= Stone Creek Jamboree =

Music festival and potluck in Minnesota

Stone Creek Jamboree is a music festival and potluck held on a farm along Highway 40 NW between Montevideo and Benson, Minnesota, established in 2005. The event achieved the "World's Largest Potluck" distinction in 2007 with 882 dishes served. This surpassed The Holmes County Lodging Council at the Holmes County Amish Flea Market in Walnut Creek, Ohio's 539 dish record and the Jamboree's previous year attempt at breaking the record with 453 potlucks. It is held at Stone Creek farm, owned by Mike and Amy Jorgenson of Milan, Minnesota, and this year celebrates years.

==History==
In 2006, the event's second year, 900 people attended. The attempt to break Walnut Creek's potluck dish record came up 58 potlucks short of the 511 needed. State Representative Al Juhnke of Willmar, Minnesota volunteered as the official counter for the attempt and said: "Minnesota is the hot dish and potluck capital of the world, and this record belongs in Minnesota."

The bar was set even higher in 2007 following the achievement of a new record by The Holmes County Lodging Council of Walnut Creek with 539 potluck dishes. The following year "all stops were pulled out" and the Stone Creek Jamboree broke the record. The successful record breaking event was judged by Paul Kittelson, the mayor of Benson, and Jim Curtiss, the mayor of Montevideo. More than 1,200 people attended the 2007 gathering.

13 years later, the COVID-19 pandemic caused officials to cancel the jamboree. The 16th was deferred to 2021.

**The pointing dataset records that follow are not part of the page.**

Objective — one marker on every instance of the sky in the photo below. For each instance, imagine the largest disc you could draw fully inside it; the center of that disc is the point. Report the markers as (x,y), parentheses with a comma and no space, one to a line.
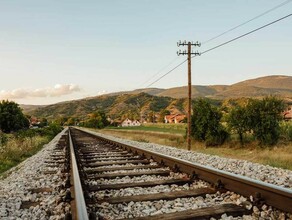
(52,50)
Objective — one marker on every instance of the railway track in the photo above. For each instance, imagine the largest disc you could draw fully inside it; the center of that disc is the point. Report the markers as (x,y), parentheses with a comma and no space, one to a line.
(110,180)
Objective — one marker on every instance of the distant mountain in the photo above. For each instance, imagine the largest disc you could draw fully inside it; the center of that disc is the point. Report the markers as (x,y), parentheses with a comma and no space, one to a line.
(145,101)
(28,108)
(268,85)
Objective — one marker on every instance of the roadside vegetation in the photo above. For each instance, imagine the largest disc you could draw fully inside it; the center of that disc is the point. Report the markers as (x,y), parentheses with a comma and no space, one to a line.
(16,147)
(249,129)
(17,141)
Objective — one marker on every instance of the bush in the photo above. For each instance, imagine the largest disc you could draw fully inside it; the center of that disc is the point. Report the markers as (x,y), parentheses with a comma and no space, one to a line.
(3,139)
(263,118)
(286,130)
(11,117)
(206,123)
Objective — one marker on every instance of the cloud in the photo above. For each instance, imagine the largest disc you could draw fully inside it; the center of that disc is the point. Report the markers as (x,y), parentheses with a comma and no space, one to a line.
(56,91)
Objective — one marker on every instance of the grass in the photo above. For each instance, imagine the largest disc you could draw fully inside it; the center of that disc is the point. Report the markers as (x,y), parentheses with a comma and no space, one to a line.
(174,135)
(17,150)
(160,127)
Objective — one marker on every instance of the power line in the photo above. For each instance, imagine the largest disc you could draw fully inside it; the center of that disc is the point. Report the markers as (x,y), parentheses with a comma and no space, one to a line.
(220,45)
(246,22)
(159,71)
(243,35)
(217,36)
(167,73)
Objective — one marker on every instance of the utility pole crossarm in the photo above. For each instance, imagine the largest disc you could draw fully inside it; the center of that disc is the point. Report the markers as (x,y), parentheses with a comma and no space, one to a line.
(189,53)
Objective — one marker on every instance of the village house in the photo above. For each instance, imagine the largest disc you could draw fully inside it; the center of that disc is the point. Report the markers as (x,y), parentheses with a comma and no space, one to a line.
(288,113)
(128,123)
(34,122)
(176,119)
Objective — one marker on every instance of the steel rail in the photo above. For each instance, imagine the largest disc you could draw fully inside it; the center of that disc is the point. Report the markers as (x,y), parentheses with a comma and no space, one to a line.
(80,205)
(276,196)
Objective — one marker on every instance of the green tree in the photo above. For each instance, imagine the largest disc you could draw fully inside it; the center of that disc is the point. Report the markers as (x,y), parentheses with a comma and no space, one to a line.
(205,123)
(11,117)
(237,121)
(97,119)
(162,114)
(264,118)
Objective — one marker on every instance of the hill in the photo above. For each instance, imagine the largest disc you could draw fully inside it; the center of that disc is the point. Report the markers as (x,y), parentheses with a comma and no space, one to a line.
(116,106)
(259,87)
(141,102)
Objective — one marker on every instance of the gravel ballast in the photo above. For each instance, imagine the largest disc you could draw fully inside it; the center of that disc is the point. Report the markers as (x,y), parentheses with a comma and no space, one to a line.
(15,190)
(265,173)
(31,174)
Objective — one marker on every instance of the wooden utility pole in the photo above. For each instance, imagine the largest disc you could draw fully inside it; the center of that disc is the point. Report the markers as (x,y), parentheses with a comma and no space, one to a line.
(189,53)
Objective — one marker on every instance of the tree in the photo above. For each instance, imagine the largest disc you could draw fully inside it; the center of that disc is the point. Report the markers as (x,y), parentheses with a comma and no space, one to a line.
(97,119)
(264,117)
(205,123)
(237,120)
(11,117)
(162,114)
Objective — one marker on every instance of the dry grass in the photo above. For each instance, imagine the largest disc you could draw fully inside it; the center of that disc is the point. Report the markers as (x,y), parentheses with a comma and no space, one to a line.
(278,156)
(16,150)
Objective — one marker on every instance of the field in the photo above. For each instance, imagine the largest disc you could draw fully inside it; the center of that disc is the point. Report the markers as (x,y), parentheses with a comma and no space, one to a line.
(174,135)
(15,148)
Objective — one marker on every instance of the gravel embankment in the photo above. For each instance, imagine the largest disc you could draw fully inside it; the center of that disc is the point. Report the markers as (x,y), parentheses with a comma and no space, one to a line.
(265,173)
(16,189)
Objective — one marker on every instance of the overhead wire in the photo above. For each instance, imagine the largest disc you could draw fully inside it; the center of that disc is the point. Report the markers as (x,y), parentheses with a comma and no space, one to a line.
(220,45)
(159,71)
(246,22)
(211,39)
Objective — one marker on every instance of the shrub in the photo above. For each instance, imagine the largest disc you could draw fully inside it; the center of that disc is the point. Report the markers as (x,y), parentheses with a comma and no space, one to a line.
(263,117)
(206,123)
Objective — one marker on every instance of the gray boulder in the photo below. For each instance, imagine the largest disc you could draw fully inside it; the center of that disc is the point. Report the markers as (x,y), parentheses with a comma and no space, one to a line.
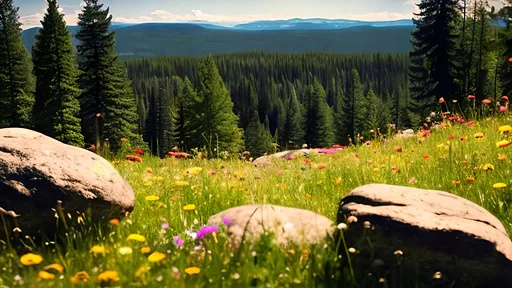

==Description of jamboree==
The jamboree is alcohol free and sponsored by area businesses. The 2009 jamboree is scheduled for August 29 with Leroy Van Dyke, David Frizzell, Tommy Cash, and Marilyn Sellars, as well as The Great Pretenders, Brother's 2 (The Kanten's), Sonny Pearson, Palmer Aaberg, Vernon Lund, and Pure Country performing. The event is held rain or shine under tents from 11:00 a.m. until approximately 9:00 p.m. with two stages and a fireworks display to "conclude our 'Day of Freedom.'" "All anyone needs to bring to this event is a dish to pass for Minnesota’s Largest Potluck and a lawn chair."